The Institute of Transportation Studies (ITS) and Partners for Advanced Transportation Technology (PATH) at the University of California Berkeley and King Abdulaziz City for Science and Technology (KACST) in Riyadh, Saudi Arabia took great strides in their new collaboration to develop Truck Automation in Saudi Arabia when ITS and PATH hosted Hatim Bukhari Co-Director at Center of Excellence for Telecomm Applications (CETA) at KACST Aug. 7, 2018.
The new partnership will work to develop an automated truck, with both longitudinal and lateral control, which can be operated in most highway traffic scenarios in Saudi Arabia, including high heat, sandstorms, and congested roadways.
“We have a storied history in connected and automated truck automation research at PATH, and we look forward to moving into a new region and exploring the challenges that comes with it,” says Project PI Xiao-Yun Lu, research engineer at PATH.
The project will focus on automating heavy-duty trucks with longitudinal and lateral control to use in truck platooning, building on the UC Berkeley hardware already in use and ultimately implemented in Saudi Arabia with a new truck and a second truck with the technology installed.
“This is a very exciting opportunity to increase our collaboration in Saudi Arabia and implement our innovative technology we are developing in Berkeley in the rest of the world,” says PI and ITS Director Alexandre Bayen. “I look forward to working with the team at KACST and strengthening our ties and research.”
The recent visit to UC Berkeley by Bukhari, co-PI, introduced him to ITS and PATH and helped lay out the parameters, timeline, procurement and technology of the project, in addition to a demonstration of the technology with a ride on Highway 80 around Berkeley in the connected trucks. The visit will not be the last.

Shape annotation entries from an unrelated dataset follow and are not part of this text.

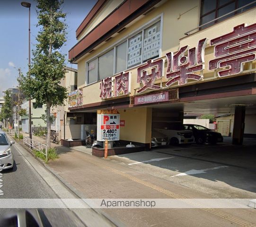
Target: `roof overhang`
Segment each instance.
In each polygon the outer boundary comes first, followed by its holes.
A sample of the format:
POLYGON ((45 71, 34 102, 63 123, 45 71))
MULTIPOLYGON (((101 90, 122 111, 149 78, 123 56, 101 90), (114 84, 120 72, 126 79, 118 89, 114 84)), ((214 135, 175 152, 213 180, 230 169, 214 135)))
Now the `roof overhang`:
MULTIPOLYGON (((161 0, 126 0, 69 51, 71 63, 117 32, 161 0)), ((98 1, 98 2, 99 1, 98 1)))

The project includes more visits to train the KACST team at UC Berkeley with the Berkeley team, including Bayen, Lu and Graduate Student Researchers Saleh Albeaik, also a KACST Fellow at Bayen's Lab at Berkeley, and Research Associate at Center for Complex Engineering Systems (CCES) at KACST, Fang-Chieh Chou, and Abdul Rahman Kreidieh. Members of the UC Berkeley team will also travel to KACST to assist with the Saudi Arabia implementation and to learn about ecosystem challenges, needs and opportunities with respect to automation and transportation in Saudi Arabia.

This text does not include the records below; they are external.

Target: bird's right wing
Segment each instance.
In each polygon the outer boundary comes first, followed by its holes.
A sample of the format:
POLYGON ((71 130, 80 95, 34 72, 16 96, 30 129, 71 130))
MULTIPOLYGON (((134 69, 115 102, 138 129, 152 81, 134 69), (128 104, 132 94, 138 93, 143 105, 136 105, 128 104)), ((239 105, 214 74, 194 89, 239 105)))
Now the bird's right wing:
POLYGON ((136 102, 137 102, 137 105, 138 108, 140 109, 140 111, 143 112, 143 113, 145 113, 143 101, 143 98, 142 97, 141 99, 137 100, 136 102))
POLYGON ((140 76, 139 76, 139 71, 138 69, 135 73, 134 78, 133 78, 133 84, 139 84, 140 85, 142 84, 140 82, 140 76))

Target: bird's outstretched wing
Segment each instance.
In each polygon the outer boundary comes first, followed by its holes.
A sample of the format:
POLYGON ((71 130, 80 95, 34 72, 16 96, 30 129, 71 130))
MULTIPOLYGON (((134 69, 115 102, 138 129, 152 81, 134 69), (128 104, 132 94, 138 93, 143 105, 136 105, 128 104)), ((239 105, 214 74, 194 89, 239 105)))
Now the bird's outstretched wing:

The current project includes three phases over the next three years. Phase one and two will develop and demonstrate 2-truck CACC (Cooperative Adaptive Cruise Control) in Saudi Arabia with the first truck driven complete manually; and the second truck will be CACC mode with partial automation, meaning manual steering control and automatic acceleration/braking control. During phase three, the team will develop and demonstrate lateral (steering) control on one truck in Saudi Arabia.

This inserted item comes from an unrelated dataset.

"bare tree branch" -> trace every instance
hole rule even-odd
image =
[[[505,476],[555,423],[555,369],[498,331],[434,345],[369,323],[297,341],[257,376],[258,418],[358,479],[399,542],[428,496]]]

Bayen says the UC Berkeley team is very excited about using deep reinforcement learning for truck automation. In particular, they are benchmarking approaches anchored in control theory and optimization with new algorithms leveraging recent advances in machine learning, the ability for deep learning to learn the behavior of trucks (from simulation and experiments), and the ability for reinforcement learning to create new control paradigms for truck platoons.
Beyond the research and technology, the program will serve as a first concrete step towards establishing an institutionalized partnership between ITS and KACST, and it will also help grow other dimensions of KACST – UC Berkeley interaction, in particular the involvement of KACST alums currently at UC Berkeley in the project.